The soaring demand for this so-called “hot girl food” as dubbed on Reddit even caused a nationwide tinned seafood shortage in January.
“It becomes this gourmet snack that literally took five minutes to put together,” Matzon claimed while describing the food’s appeal.
Of course, tinned fish have been a fixture in Europe for some time — perhaps this is another instance of Zoomers “discovering” things that have been around forever.
In fact, the seafood obsession has jumped from the food to the fashion sphere with the arrival of Bottega Veneta’s Sardine handbag and celebrities from Ana De Armas to Lily Allen rocking nautical-themed attire over the past year.
Seemingly with Instagram in mind, Fantastic World offers a special “Ouro Portugues,” a $44 gold ingot-shaped (this shape is patented) tin with three ounces of sardines flecked with edible gold flakes of the variety found in Goldschläger.

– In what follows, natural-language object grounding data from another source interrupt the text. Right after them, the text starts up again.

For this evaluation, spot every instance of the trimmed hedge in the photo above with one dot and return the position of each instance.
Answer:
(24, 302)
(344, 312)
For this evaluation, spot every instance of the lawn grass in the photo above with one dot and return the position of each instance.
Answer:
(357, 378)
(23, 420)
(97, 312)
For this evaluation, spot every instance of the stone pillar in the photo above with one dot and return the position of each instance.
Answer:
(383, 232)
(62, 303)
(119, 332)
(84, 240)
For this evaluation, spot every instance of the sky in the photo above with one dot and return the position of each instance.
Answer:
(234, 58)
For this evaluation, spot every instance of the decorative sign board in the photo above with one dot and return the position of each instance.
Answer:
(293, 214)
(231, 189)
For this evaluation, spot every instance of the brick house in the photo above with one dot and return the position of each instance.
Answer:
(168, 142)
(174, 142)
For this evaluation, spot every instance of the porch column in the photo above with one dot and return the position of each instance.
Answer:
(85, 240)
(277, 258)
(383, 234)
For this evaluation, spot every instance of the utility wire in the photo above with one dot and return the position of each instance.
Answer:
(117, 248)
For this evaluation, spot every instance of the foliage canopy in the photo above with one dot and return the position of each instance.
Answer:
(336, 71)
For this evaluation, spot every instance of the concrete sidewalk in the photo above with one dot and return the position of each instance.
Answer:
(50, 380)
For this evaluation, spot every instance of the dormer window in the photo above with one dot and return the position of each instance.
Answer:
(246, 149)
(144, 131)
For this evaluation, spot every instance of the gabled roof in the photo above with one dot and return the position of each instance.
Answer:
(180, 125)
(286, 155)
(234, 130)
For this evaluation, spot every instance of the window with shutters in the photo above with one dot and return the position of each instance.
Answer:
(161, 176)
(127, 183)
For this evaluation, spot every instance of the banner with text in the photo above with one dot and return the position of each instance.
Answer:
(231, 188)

It evokes Willy Wonka’s golden ticket bars but for fish-philes.
“We usually recommend this for a special occasion,” said Quaresma. “This is not for everyday, obviously this is very good for a gift, but you want to show some dedication and that you want people to have a special moment with this.”
After trying this ritzy “goldfish” first-hand, it’s delicious but not vastly different from the standard date-bearing versions, only that it’s meticulously skinned and deboned and perhaps a bit lighter and airier. It was a cool gimmick that ultimately felt a bit like throwing rims on a Volvo: more stylish but with the same destination.
The highlight was watching my seven-year-old sister “pan” for gold flakes with a Carr water cracker.
One of the best offerings is the moist and smoky “Sardinia Asada” with sweet peppers and onions, a canned version of the charcoal-grilled sardines traditionally eaten at Lisbon’s Santo Antonio festival on June 12 — aptly dubbed the Festival of Sardines.
This was the fish monger’s way of condensing this vibrant experience in a brightly decorated can, which features scenes from said festival on the cover, for New Yorkers.
Along with sardines, the Fantastic World also does Bacalhau, the flaky and savory dried and salted cod that is a staple of Portuguese cooking.
Next week, the fish monger will have all 18 varieties of tinned fish, including sole, salmon, octopus, whelk, mussels and “Mediterranean sea bass” (actually Branzino, a white-fleshed fish that’s ubiquitous at Greek and Italian restaurants in NYC).
They even have a cookbook detailing how to pair sardines with every type of cuisine from Portuguese to Chinese.
One downside is the steep prices at Fantastic World, whose lease is up in ten years.
At the very least, the store presents a rare boutique beacon in the kitschy labyrinth of Elmo impersonators and “I Love NY” T-shirt vendors that comprise Times Square.